Exhibit B is California, where Gov. Arnold Schwarzenegger, a Republican, tried to rally the majority that elected him in 2003, only to find that it no longer existed. Virginia was a Republican defeat; California was a humiliation. All four of Mr. Schwarzenegger's favored ballot measures, labeled as a package that would reform California politics, failed by substantial margins, driven to defeat not so much by the governor's tactical ineptitude as by his inability to construct a viable coalition of interests that cared about enacting it as much as the opponents, led by public employees, cared about defeating it.

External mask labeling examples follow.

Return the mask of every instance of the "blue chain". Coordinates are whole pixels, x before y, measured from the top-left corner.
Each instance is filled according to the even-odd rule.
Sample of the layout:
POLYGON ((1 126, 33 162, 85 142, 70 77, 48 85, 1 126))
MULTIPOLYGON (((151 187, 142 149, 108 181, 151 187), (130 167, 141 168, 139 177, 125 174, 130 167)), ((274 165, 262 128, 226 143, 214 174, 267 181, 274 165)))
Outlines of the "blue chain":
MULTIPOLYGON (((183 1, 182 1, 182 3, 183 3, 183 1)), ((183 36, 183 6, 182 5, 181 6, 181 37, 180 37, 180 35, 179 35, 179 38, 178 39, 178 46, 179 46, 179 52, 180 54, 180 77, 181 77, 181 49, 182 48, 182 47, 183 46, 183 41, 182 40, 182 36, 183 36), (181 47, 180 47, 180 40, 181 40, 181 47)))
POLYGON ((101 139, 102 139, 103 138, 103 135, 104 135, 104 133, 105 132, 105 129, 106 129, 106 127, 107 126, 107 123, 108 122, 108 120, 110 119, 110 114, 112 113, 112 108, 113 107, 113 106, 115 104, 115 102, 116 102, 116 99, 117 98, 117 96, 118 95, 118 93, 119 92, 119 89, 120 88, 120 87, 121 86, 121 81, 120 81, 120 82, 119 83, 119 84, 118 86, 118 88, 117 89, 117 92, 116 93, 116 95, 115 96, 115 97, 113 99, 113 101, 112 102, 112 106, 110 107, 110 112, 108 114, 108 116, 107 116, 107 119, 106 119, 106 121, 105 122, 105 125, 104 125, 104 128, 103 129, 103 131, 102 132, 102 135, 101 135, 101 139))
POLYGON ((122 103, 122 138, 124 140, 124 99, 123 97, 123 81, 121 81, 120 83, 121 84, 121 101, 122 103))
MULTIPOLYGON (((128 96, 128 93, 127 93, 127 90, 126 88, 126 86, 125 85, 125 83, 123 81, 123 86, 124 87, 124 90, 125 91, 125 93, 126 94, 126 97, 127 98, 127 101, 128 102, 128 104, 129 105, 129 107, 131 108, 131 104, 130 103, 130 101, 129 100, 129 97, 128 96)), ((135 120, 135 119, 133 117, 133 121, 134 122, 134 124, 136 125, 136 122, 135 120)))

But perhaps the most striking exhibit is Colorado, which passed Referendum C, a ballot proposition that suspends one of the Republican anti-tax movement's proudest national achievements: the 1992 state constitutional amendment forcing Colorado to return budget surpluses to the voters regardless of the fiscal climate or any perceived need for public investment.
Referendum C is the product of an alliance between the state's Republican governor (long a supporter of the amendment) and the Democratic House speaker. That partnership brought together organized education, Chambers of Commerce, suburban mayors, real estate developers and conventional labor Democrats, all of whom believed that the state couldn't meet its education and transportation needs while systematically emptying its treasury every year.
Left on the other side were a Christian right that didn't particularly care about the issue, some urban blue-collar populists and an anti-tax militia that lacked sufficient strength to be competitive.
Perhaps no one looked sillier in the aftermath of the Colorado vote than Grover Norquist, the head of Americans for Tax Reform, who barnstormed against Referendum C and declared after the vote that Gov. Bill Owens, the referendum's chief supporter, had forfeited his future in national politics. Mr. Owens responded that he didn't want a career in national politics.
Let's face, redistricted or not, folks still care about the mess that Republicans have made of things, and are willing to reverse their boneheaded ideas, and so it's not a stretch to think the voters might reject the Republicans themselves.Perhaps most telling is that the traditional weapons in their aresenal, the negative attack ad, is finally starting to backfire.